Todo pasa por algo
Era uno de esos días fríos en Santiago, de esos días que te invitan a guardar tus manos en tu abrigo y a beber café con más placer que de costumbre, a quedarte atrapado entre las sabanas viendo películas mientras te susurran en el oído “te extrañaba”. Pero lamentablemente esa historia no es la mía, al menos no por ahora, como dice mi madre, siempre hay tiempo para todo.
Así que salí sin rumbo por Santiago, a buscar algo, no me pregunten qué. Generalmente viajo en el bus 212, tipos rudos y con camisas a menudo de dos o tres tallas de más, con cara de pocos amigos según la fecha del calendario, si es cerca de fecha de pago, generalmente puedes verles una sonrisa algo escueta pero que al fin y al cabo se agradece. Seguía el curso del viaje “otro día, otro lugar por conocer”, mientras pensaba en la inmortalidad de cangrejo, notaba desde los asientos traseros como emanaba un humo denso y negruzco, desde bajo el bus.
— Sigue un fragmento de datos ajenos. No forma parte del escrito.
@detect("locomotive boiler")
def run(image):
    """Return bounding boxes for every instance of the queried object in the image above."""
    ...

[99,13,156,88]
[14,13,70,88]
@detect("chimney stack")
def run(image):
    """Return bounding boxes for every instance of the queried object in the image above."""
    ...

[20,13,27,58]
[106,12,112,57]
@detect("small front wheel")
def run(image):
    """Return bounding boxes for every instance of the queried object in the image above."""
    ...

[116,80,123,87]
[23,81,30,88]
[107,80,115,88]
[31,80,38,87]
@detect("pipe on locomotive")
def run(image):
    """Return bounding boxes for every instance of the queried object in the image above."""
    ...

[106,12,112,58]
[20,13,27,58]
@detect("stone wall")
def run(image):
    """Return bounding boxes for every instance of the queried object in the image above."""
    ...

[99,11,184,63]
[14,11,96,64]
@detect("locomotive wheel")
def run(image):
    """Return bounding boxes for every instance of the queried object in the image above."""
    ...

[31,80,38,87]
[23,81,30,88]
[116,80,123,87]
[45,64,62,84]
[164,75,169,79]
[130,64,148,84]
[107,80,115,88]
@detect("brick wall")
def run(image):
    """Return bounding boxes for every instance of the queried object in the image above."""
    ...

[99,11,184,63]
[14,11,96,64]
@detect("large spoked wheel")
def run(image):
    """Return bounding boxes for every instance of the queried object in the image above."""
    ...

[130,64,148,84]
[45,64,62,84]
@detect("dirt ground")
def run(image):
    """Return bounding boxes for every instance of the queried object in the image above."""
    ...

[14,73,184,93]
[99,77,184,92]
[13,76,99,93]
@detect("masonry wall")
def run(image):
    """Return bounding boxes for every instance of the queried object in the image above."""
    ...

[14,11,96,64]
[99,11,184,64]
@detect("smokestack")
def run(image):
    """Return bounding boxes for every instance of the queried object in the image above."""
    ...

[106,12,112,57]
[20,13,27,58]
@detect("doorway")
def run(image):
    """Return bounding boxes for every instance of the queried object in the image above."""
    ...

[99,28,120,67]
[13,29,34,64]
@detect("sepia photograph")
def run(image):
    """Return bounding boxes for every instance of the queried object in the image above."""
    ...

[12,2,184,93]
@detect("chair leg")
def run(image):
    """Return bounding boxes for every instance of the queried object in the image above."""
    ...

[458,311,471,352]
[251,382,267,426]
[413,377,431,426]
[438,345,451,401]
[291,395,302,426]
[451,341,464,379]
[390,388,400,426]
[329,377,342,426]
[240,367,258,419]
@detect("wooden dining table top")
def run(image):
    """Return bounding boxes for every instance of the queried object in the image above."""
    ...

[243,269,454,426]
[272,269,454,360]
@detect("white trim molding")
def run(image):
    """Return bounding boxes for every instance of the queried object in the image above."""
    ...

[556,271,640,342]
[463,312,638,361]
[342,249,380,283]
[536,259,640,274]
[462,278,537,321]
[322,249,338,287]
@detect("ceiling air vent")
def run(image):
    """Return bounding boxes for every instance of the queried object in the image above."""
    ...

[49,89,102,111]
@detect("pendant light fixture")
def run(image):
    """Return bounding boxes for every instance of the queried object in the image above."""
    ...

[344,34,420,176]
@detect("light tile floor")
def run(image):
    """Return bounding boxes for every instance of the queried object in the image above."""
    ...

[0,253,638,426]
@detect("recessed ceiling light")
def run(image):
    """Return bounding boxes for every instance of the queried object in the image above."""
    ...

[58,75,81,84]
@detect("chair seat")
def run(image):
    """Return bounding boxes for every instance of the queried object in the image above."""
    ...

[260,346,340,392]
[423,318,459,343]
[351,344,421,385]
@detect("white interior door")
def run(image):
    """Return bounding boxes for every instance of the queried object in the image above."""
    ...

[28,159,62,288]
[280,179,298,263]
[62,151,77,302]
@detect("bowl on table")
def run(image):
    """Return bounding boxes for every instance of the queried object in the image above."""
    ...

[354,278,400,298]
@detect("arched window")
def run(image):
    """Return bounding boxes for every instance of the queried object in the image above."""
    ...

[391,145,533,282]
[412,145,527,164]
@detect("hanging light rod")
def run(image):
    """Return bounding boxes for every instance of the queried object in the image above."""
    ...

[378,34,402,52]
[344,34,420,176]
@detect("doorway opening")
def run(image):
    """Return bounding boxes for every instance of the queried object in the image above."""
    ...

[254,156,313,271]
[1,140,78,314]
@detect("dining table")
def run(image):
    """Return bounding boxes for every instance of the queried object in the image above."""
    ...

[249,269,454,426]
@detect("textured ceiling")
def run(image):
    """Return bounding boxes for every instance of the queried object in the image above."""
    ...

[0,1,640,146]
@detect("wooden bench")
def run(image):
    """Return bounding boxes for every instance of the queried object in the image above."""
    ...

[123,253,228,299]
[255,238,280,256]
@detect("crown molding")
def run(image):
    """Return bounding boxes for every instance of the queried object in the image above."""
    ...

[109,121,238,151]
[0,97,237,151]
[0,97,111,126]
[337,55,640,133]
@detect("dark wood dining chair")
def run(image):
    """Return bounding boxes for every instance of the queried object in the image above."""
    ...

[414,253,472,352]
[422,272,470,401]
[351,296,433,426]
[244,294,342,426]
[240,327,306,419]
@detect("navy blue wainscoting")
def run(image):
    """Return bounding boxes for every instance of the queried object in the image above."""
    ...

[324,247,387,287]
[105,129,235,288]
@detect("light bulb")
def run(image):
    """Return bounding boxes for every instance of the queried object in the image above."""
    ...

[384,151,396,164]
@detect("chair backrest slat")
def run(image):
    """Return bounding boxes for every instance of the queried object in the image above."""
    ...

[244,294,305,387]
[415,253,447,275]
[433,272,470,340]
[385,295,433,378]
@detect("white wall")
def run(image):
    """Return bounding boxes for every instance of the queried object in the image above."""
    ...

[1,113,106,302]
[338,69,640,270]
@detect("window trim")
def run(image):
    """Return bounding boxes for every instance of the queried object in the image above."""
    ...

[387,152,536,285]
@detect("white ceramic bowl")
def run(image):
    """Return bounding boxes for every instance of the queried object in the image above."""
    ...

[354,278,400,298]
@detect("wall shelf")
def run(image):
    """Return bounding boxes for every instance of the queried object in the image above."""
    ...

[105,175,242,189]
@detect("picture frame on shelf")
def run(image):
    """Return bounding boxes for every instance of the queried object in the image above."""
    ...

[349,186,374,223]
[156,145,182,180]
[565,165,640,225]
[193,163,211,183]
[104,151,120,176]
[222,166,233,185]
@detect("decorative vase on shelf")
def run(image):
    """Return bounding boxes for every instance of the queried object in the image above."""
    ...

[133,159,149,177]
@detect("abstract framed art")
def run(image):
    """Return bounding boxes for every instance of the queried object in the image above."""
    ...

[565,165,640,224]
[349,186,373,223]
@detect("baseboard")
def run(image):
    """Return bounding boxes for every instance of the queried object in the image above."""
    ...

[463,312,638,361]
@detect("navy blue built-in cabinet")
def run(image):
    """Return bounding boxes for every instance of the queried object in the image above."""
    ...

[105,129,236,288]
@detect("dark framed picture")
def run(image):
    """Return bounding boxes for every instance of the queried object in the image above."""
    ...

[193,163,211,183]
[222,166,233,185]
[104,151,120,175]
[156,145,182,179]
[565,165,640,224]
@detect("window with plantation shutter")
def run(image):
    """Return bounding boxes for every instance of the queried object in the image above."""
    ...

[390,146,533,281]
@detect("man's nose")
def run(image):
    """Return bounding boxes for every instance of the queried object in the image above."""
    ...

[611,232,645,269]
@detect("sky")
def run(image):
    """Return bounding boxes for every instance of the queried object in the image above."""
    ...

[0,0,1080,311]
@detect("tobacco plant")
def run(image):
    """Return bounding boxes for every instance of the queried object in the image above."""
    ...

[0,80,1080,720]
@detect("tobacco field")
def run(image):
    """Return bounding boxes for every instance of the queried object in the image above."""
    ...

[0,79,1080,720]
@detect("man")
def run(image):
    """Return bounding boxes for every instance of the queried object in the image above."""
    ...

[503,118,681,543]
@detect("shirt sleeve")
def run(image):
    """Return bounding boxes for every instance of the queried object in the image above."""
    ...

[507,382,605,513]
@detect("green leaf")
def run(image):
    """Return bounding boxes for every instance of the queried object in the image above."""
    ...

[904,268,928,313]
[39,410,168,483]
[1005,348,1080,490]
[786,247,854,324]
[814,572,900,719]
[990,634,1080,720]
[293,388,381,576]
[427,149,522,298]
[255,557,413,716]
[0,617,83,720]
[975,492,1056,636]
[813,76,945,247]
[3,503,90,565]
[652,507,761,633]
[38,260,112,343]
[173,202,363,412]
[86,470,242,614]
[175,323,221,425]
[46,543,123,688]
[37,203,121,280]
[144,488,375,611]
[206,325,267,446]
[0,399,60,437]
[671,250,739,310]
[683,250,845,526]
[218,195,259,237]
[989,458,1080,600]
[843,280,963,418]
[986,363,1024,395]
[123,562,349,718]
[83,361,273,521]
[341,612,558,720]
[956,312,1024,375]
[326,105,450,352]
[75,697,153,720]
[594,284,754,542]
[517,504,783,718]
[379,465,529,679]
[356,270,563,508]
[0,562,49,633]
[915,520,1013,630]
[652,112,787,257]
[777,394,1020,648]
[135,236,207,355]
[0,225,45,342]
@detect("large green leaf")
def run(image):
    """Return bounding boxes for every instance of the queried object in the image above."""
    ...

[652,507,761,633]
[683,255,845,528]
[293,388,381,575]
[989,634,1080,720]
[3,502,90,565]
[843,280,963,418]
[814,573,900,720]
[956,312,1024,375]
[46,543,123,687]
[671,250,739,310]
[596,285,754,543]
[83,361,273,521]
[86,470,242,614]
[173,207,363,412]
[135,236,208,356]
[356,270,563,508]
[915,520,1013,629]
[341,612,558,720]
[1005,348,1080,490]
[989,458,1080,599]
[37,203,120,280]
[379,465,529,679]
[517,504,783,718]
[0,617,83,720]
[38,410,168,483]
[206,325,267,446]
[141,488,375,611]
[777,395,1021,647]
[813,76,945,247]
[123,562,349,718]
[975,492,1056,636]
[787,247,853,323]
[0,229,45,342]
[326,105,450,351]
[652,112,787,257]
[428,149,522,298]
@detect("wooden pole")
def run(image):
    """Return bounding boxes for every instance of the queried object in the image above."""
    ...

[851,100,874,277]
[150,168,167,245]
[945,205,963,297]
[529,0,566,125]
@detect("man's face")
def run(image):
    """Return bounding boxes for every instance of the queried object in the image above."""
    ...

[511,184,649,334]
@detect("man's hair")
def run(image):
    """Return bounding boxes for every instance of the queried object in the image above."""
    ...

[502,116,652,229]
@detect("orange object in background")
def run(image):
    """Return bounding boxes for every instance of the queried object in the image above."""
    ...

Miré por la ventana y noté el rastro marchito que dejábamos a nuestro paso. Nadie parecía notarlo, cada uno más inserto que el otro en nuestros pensamientos. Silbé fuerte hasta que el chófer me escuchó y detuvo su marcha.
Mientras bajábamos apresurados notaba el humo en nuestros pies, por momentos me sentí un actor de películas de misterios entrando en una catacumbas, bajé y la gente se perdió, desapareció, el paradero se hizo gigante y el frío calaba mis manos. Nunca me había bajado allí, así que solo me dispuse a esperar, de pronto algo sacudió mi pierna como pequeñas descargas eléctricas, baje la vista y vi a una bola de pelos que miraba con ojos grandes y azules, mientras repetía miau.
¿Porque este no es mi tiempo mamá?, ¿porque tengo que pasar frío hoy?, todo tiene su tiempo me respondí entonces, mientras ahora acaricio el lomo del gatuno acompañante en mi dormitorio.